This is the second installment of a series regarding legal issues affecting college athletics that Employment Matters will run during this year’s NCAA basketball tournament.
It is no secret that the salaries of coaches of high profile college programs are rising steadily. In a recent report listing the highest paid public employee for each of the fifty states, 40 were college coaches. While Alabama football coach Nick Saban led that list with annual compensation of around $7 million, the Chronicle of Higher Education also reported the Crimson Tide were just 1 of 10 athletic programs in 2014 to give more money back to its campus than it received in subsidies.

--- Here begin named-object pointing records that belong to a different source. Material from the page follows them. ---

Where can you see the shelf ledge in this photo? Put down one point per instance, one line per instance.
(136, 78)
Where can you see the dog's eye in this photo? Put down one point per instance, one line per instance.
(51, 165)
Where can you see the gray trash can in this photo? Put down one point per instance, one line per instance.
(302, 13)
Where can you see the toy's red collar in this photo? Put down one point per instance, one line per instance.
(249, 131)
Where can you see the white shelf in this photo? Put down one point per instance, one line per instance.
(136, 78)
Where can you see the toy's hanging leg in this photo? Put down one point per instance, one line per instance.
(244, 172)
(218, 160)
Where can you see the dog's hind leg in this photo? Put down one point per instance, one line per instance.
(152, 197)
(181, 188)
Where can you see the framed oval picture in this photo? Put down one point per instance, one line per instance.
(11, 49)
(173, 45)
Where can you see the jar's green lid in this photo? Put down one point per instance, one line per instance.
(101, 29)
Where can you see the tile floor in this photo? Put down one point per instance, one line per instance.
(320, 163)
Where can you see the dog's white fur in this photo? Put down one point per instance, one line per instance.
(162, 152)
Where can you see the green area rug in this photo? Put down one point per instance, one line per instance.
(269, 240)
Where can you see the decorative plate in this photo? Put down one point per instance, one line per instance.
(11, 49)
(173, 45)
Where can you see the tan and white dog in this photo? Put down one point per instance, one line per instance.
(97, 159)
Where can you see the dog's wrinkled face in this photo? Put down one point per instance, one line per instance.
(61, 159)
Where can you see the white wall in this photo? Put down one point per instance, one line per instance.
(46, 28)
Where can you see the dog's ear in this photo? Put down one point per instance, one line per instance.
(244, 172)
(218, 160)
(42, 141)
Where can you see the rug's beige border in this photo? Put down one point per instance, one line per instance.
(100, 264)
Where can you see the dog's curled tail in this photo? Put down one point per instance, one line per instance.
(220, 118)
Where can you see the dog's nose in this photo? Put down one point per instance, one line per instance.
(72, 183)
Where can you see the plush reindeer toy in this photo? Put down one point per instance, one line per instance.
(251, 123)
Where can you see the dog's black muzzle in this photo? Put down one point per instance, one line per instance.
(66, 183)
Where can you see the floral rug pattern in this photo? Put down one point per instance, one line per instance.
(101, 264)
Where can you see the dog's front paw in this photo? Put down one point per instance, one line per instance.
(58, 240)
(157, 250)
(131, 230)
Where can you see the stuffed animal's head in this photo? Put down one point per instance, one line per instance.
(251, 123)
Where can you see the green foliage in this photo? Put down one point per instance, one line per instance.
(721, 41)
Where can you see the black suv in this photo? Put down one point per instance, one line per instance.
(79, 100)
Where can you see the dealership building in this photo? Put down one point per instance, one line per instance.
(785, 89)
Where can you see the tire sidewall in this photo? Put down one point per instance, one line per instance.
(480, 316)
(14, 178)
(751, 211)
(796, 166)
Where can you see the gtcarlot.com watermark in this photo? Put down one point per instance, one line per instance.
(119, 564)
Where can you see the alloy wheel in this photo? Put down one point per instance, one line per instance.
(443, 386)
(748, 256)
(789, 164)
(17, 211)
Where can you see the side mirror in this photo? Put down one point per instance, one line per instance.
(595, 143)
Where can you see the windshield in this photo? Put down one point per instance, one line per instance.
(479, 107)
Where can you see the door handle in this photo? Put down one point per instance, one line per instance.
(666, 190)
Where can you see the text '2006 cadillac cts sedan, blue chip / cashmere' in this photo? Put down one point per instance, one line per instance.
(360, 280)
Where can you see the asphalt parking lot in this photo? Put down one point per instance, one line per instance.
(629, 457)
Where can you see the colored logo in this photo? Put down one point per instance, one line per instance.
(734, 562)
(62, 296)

As a famous comic book hero once said – “with great power, comes great responsibility.” It is therefore important to examine the legal concerns affecting coaching pay, which based on recent events, will increasingly include responsibility for conduct detrimental to athletic programs.
When Texas A&M’s men’s basketball team completed a historic comeback in the last minute of its second round matchup with Northern Iowa, the Aggie fan base celebrated the win and their basketball coach celebrated a new bonus payment, as did 7 of his peers coaching in the Sweet Sixteen. Because the amounts paid by Division I institutions to coaches often dwarf the amounts paid to the presidents they report to, the subject of regulation is frequently raised.
The IRS began to chime in on this issue three years ago when it released findings from its College and Universities Compliance Project, which questioned the tax compliance of certain high-level perks such as cars, housing, social clubs and travel. The IRS’s reach with respect to institutional penalties for Division I schools is generally limited to the tax-exempt private institutions, who are often the minority in the field of revenue-generating programs.
This does not mean legislative action is out of the question, especially after a recent attempt to enact a financial transparency bill for college athletics. As attention to pay packages increases, the pressure to assess how public funds are spent means institutions must be increasingly mindful of the basis for compensation decisions and protections to the university for the sizable benefit being conferred.
At the risk of raising the pink elephant in the room, what then protects a university that has invested millions in a quality coach and millions more in infrastructure to build a competitive athletics program from losing that investment overnight due to sanctions caused by a major violation? In a world where contracts are intimately familiar with terms like “related athletic income” and “liquidated damages,” where is the protection from rogue athletic staff essentially supplying improper evening entertainment to recruits?
This is an area of potential leverage for presidents and athletic directors. For one, NCAA rules require that all contracts for athletic personnel include compliance with its bylaws. Second, thanks to the new violation structure implemented two academic years ago, additional responsibility falls on coaches. However, having the basis to enforce specific remedies and taking legal protections to do so remain separate matters. Consider the following text from NCAA Bylaw 11.1.1:
An institution’s head coach is presumed to be responsible for the actions of all institutional staff members who report, directly or indirectly, to the head coach. An institution’s head coach shall promote an atmosphere of compliance within his or her program and shall monitor the activities of all institutional staff members involved with the program who report, directly or indirectly, to the coach.
In the spirit of the winnowing of the field to the Final Four, I leave the following considerations for those who let moss grow on their coaching contracts by either renewing an old document, using a time-honored “form agreement” or sought to cure their contract ailments by enacting 16 amendments to the original document:
- It’s time to start over – part of the problem with any employment contract is a failure to understand both legal and industry changes which may have affected your protections and contractual remedies.
- Understand your geography – unless you follow legal opinions closely, you may not be aware of California’s position on non-competes (“what’s that?”) or the Arkansas Attorney General’s position on public universities providing post-employment sabbaticals (“expect high scrutiny”).
- Employment rights include issues before and after employment – the right to obtain factually accurate background information does not disappear day one, nor should your right to ask a departing employee to cooperate in preparing for a Title IX investigation.
- No one should be expected to tell the future – but you can protect your institution against a variety of potential circumstances by the conditions placed on both buyouts and severance packages.